Todo esto me parecía patético: el que una señora de las de bolsas de plástico pretendiese planear sus recorridos por la ciudad y sus siestas entre los cubos de basura basándose en publicaciones y noticiarios de radio y televisión que le indicasen lo que realmente estaba pasando.
También a ella le parecía patético.
—Jackie Onassis y Frank Sinatra y el Monstruo de las Galletas y Archie Bunker hacen sus jugadas —dijo— y luego yo estudio lo que han hecho ellos y así veo lo que sería mejor que hiciera Mary Kathleen O’Looney. Pero ahora te tengo a ti —añadió—. Tú puedes ser mis ojos... ¡y mi cerebro!
—Tus ojos, puede —dije yo—. Pero últimamente no me he distinguido en el departamento cerebral.
—Oh... ojalá estuviese vivo también Kenneth Whistler —dijo ella.
Igual podría haber dicho: «¡Ah! si el Pato Donald estuviese vivo también.» Kenneth Whistler fue un dirigente obrero, ídolo mío en los viejos tiempos... pero ya no sentía nada por él, hacía años que no pensaba en él.
—Qué trío formaríamos —continuó ella—. ¡Tú y yo y Kenneth Whistler!

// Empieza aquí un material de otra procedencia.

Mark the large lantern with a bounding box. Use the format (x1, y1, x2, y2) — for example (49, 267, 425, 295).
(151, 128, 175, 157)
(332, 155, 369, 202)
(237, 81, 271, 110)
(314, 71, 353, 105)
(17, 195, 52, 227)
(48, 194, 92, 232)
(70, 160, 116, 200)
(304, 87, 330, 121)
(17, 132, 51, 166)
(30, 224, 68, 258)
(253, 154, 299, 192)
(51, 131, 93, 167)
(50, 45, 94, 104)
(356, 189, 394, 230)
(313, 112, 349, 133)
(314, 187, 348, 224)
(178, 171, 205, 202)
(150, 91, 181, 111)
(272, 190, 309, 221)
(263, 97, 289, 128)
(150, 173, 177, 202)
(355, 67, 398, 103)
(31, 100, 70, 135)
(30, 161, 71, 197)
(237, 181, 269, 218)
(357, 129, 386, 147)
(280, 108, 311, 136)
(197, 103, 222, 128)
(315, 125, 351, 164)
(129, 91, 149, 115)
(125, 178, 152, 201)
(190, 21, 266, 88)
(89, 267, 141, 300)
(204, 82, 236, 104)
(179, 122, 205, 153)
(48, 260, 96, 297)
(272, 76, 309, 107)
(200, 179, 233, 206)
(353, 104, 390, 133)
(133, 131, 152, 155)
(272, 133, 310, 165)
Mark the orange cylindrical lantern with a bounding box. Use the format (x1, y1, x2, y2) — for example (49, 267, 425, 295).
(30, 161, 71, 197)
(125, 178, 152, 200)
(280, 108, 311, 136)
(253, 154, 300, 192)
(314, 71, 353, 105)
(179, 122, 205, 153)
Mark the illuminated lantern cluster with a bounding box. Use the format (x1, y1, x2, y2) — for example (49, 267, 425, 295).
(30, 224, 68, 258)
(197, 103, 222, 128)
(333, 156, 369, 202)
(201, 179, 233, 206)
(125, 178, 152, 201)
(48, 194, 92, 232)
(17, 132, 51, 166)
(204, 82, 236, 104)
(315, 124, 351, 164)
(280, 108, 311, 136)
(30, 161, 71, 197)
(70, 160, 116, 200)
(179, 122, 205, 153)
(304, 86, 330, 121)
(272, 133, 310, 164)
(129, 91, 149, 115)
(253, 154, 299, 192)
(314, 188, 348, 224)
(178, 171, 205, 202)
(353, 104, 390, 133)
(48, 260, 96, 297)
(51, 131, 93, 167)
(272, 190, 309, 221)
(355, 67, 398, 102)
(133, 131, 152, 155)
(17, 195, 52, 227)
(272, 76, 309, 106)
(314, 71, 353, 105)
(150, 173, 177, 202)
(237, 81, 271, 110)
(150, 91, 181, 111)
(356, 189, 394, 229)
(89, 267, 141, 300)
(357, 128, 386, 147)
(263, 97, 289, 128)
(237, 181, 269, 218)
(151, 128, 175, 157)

Supongo que para entonces también Whistler habría sido un vagabundo, de no haber muerto en un desastre minero en Kentucky en Milnovecientos Cuarentaiuno. Había insistido en ser obrero además de dirigente obrero, y los funcionarios sindicales de hoy le habrían parecido intolerables con sus manilas suaves y rosadas. Yo le había dado la mano. Y su palma era como la espalda de un cocodrilo. Tenía tanto polvillo de carbón metido en las arrugas de la cara que parecían tatuajes negros. Y qué curioso, también era un hombre de Harvard... del curso de Milnovecientos Veintiuno.
—Bueno —dijo Mary Kathleen—, al menos aún quedamos nosotros... y ahora podemos empezar a hacer nuestra jugada.
—Yo siempre estoy abierto a nuevas ideas —dije.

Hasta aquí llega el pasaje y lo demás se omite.